We are using Machine Learning supervised learning here. There are two types of supervised learning - 1) Classification: Predict a categorical response, 2) Regression: Predict a continuous response

Linear regression

Pros: 1) Fast 2) No tuning required 3) Highly interpretable 4) Well-understood

Cons: 1) Unlikely to produce the best predictive accuracy 2) Presumes a linear relationship between the features and response 3) If the relationship is highly non-linear as with many scenarios, linear relationship will not effectively model the relationship and its prediction would not be accurate

Naive Bayes classification

Naive Bayes is a probabilistic classifier inspired by the Bayes theorem under a simple assumption which is the attributes are conditionally independent.

The classification is conducted by deriving the maximum posterior which is the maximal P(Ci|X) with the above assumption applying to Bayes theorem. This assumption greatly reduces the computational cost by only counting the class distribution. Even though the assumption is not valid in most cases since the attributes are dependent, surprisingly Naive Bayes has able to perform impressively.

Naive Bayes is a very simple algorithm to implement and good results have obtained in most cases. It can be easily scalable to larger datasets since it takes linear time, rather than by expensive iterative approximation as used for many other types of classifiers.

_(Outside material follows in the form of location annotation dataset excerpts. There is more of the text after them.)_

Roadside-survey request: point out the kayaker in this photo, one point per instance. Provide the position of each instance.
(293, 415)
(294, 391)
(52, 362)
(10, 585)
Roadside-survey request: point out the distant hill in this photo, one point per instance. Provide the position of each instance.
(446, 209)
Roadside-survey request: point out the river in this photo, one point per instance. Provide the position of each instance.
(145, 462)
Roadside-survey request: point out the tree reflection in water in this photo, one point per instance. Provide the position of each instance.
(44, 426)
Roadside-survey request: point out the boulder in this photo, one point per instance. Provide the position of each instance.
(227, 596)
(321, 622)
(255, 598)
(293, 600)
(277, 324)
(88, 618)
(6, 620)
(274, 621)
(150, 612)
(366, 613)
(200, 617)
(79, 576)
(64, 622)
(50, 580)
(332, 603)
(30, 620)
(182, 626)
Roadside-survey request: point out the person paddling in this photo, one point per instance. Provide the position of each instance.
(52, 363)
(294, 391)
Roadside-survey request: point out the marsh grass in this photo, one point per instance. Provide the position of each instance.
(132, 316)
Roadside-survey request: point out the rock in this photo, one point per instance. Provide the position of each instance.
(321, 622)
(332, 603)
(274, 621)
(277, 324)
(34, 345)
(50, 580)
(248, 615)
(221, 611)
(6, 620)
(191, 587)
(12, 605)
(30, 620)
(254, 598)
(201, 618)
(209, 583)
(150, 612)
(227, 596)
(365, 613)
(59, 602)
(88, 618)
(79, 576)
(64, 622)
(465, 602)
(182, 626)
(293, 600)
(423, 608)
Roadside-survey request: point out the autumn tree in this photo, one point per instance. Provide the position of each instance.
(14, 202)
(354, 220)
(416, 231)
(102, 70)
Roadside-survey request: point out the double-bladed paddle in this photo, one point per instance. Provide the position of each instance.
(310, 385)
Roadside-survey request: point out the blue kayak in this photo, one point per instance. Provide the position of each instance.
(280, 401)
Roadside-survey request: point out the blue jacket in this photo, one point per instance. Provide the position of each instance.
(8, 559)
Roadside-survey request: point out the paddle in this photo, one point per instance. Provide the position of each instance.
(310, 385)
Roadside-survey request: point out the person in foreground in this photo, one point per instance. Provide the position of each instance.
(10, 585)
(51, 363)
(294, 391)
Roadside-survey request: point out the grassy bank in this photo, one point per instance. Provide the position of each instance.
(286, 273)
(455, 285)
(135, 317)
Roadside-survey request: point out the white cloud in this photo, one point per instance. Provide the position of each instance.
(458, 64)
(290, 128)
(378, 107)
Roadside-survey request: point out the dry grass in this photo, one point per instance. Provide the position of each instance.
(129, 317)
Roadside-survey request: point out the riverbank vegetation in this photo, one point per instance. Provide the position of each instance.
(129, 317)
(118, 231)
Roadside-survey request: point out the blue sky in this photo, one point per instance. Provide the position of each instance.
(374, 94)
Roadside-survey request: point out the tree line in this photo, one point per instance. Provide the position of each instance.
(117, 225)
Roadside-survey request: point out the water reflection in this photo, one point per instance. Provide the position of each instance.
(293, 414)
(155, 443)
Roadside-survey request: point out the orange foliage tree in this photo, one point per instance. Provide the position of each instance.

Naive Bayes can suffer from a problem called the zero probability problem. When the conditional probability is zero for a particular attribute, it fails to give a valid prediction. This needs to be fixed explicitly using a Laplacian estimator.

Model evaluation

We are using Root Mean Squared Error (RMSE) for evaluating the model performance.

Root Mean Squared Error (RMSE) is the square root of the mean of the squared errors.

Classification does better here as the scenarion is more of a classification problem.